La grasa de pato es una grasa animal tradicional obtenida a partir de grasa de pato. Es conocida por su sabor intenso y se utiliza sobre todo en platos clásicos, especialmente de la cocina francesa. En la cocina, la grasa de pato se emplea para cocinar, asar y aportar más riqueza a los platos.
Origen: grasa animal
Origen animal: pato
Tipo de planta: no aplicable
Uso: grasa procedente del tejido del pato
Descripción
La grasa de pato se obtiene calentando lentamente la grasa del pato hasta que se derrite y se separa del tejido sólido. Después, la grasa líquida se cuela y se deja enfriar. Así se obtiene un producto graso suave con un sabor rico y sabroso.

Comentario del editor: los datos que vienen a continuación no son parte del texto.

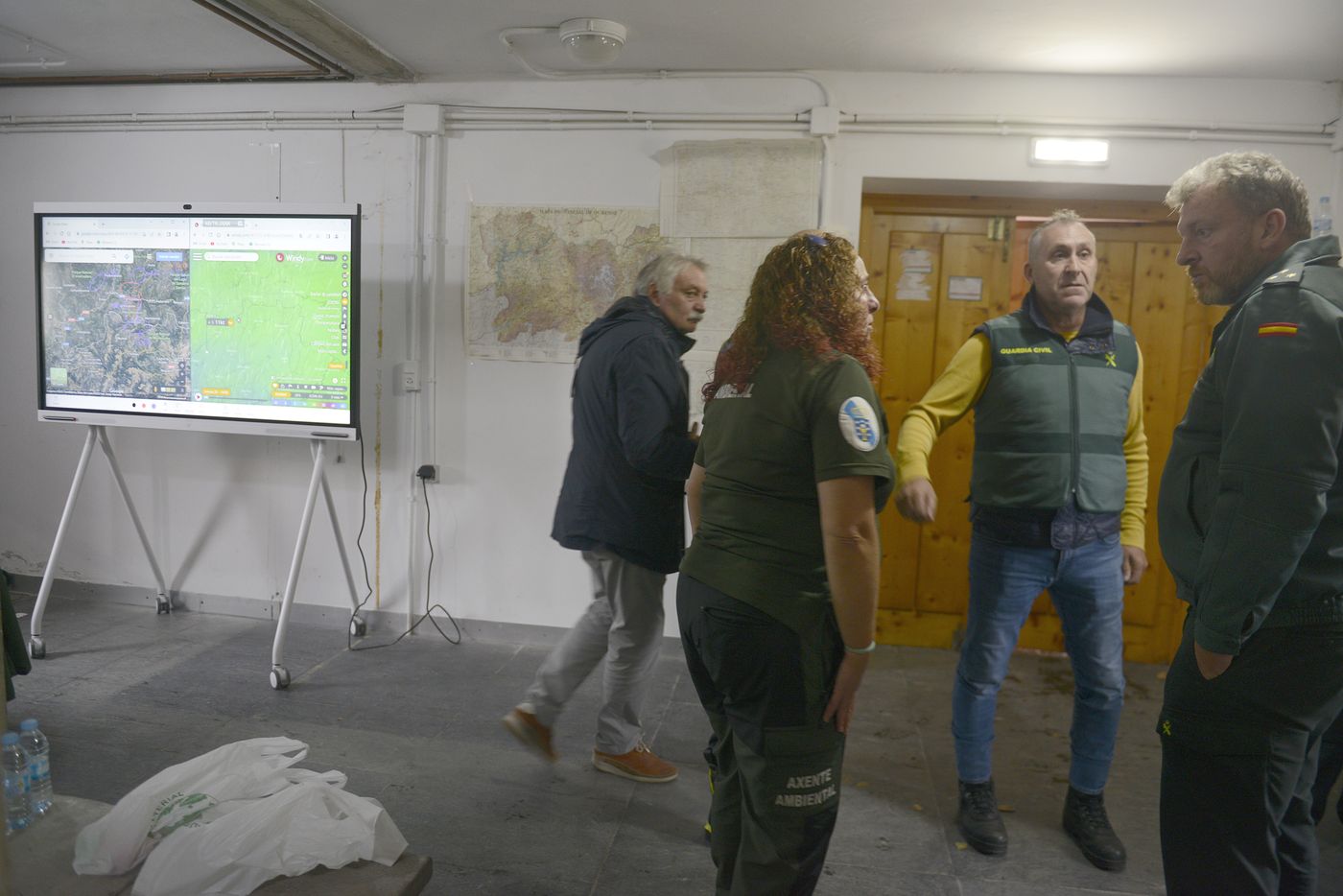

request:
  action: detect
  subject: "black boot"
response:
[956,781,1007,856]
[1064,788,1128,870]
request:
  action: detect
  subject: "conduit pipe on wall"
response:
[0,107,1340,147]
[402,134,424,630]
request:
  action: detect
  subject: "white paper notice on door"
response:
[947,276,984,302]
[896,248,932,302]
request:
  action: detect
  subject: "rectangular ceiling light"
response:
[1030,137,1109,165]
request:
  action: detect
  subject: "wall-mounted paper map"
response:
[466,205,672,363]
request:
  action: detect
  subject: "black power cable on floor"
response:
[345,440,462,650]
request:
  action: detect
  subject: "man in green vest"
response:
[896,209,1147,870]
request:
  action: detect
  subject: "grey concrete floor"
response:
[8,588,1343,896]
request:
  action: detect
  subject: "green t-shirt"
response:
[681,350,894,631]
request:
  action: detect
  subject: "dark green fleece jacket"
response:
[1158,236,1343,654]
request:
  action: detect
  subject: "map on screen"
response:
[36,205,359,436]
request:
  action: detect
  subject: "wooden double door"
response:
[860,196,1222,662]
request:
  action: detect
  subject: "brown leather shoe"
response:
[592,741,677,785]
[504,707,560,762]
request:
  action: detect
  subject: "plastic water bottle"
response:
[1310,196,1333,236]
[19,719,53,821]
[0,731,31,837]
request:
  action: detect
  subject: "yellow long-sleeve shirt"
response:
[896,333,1147,550]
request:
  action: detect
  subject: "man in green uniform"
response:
[1156,152,1343,896]
[896,209,1147,870]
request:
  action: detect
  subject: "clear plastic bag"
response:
[131,776,406,896]
[74,738,316,875]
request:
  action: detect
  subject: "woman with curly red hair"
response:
[677,231,894,896]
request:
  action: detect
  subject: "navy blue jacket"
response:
[551,295,695,573]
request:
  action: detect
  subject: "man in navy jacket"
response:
[504,254,709,782]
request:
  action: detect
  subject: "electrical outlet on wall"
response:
[396,362,419,392]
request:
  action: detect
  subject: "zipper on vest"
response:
[1065,346,1082,506]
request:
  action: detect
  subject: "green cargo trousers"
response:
[677,574,845,896]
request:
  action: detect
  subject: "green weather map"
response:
[191,249,349,407]
[39,214,357,424]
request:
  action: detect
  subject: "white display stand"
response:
[28,426,365,691]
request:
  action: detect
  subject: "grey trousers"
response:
[525,551,666,755]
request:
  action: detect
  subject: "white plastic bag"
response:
[74,738,308,875]
[131,779,406,896]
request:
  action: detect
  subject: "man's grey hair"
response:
[1166,152,1310,242]
[634,252,709,295]
[1026,208,1087,263]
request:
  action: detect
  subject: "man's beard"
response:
[1194,252,1262,305]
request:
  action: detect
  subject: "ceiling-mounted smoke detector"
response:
[560,19,628,66]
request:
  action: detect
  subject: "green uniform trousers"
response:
[1156,610,1343,896]
[677,574,845,896]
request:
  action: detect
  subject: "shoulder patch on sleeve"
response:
[839,395,881,452]
[1263,265,1306,288]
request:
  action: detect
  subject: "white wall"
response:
[0,74,1343,633]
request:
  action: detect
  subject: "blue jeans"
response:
[951,532,1124,794]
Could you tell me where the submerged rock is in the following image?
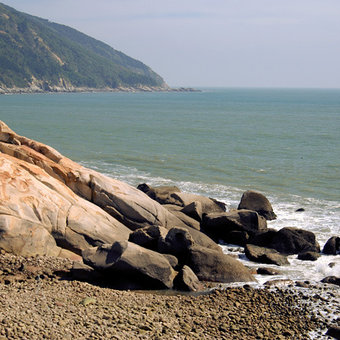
[238,190,276,220]
[322,236,340,255]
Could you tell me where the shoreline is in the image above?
[0,86,201,95]
[0,253,339,339]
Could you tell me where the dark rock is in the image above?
[174,266,203,292]
[137,183,181,204]
[129,226,168,251]
[186,245,256,283]
[170,192,225,214]
[322,236,340,255]
[162,254,178,270]
[244,244,289,266]
[238,190,276,220]
[326,326,340,339]
[158,228,194,264]
[71,262,103,282]
[202,210,267,246]
[163,204,201,230]
[298,251,321,261]
[249,228,320,255]
[83,241,175,289]
[182,202,203,222]
[257,267,281,275]
[321,276,340,286]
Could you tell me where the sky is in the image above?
[0,0,340,88]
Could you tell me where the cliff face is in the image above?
[0,3,168,93]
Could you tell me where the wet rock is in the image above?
[238,190,276,220]
[322,236,340,255]
[83,241,175,289]
[129,226,168,251]
[186,245,256,283]
[257,267,281,275]
[202,210,267,246]
[174,266,203,292]
[298,251,321,261]
[244,244,289,266]
[321,276,340,286]
[326,326,340,339]
[249,228,320,255]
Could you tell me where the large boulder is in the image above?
[129,226,168,251]
[83,241,176,289]
[163,204,201,230]
[174,266,203,292]
[186,246,256,283]
[202,210,267,246]
[0,121,189,230]
[249,227,320,255]
[0,153,130,257]
[238,190,276,220]
[322,236,340,255]
[137,183,225,216]
[244,244,289,266]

El sabor de la grasa de pato es más pleno y más característico que el de muchas grasas neutras. Precisamente por ello se valora en las cocinas tradicionales, donde no solo se utiliza como grasa de cocción, sino también como elemento de sabor en los platos.
En la cocina
La grasa de pato se utiliza mucho para platos de patatas, verduras y preparaciones cocinadas lentamente. Es especialmente conocida por las patatas fritas o asadas, que gracias a esta grasa adquieren un exterior muy crujiente y un sabor intenso. La grasa de pato también desempeña un papel importante en guisos y confit.
Debido a su sabor intenso, la grasa de pato es menos neutra que muchas otras grasas de cocina. Por eso suele elegirse de forma deliberada en platos en los que la grasa debe contribuir realmente al carácter del resultado final.
Uso
- Para cocinar y asar patatas
- Para verduras y guarniciones rústicas
- En guisos tradicionales
- Para confit y preparaciones cocinadas lentamente
- Como grasa sabrosa en la cocina francesa
Conservación
La grasa de pato se conserva mejor bien cerrada en el frigorífico. Así dura más tiempo y mantiene su sabor. Utiliza siempre una cuchara o tenedor limpio para conservar su calidad lo mejor posible.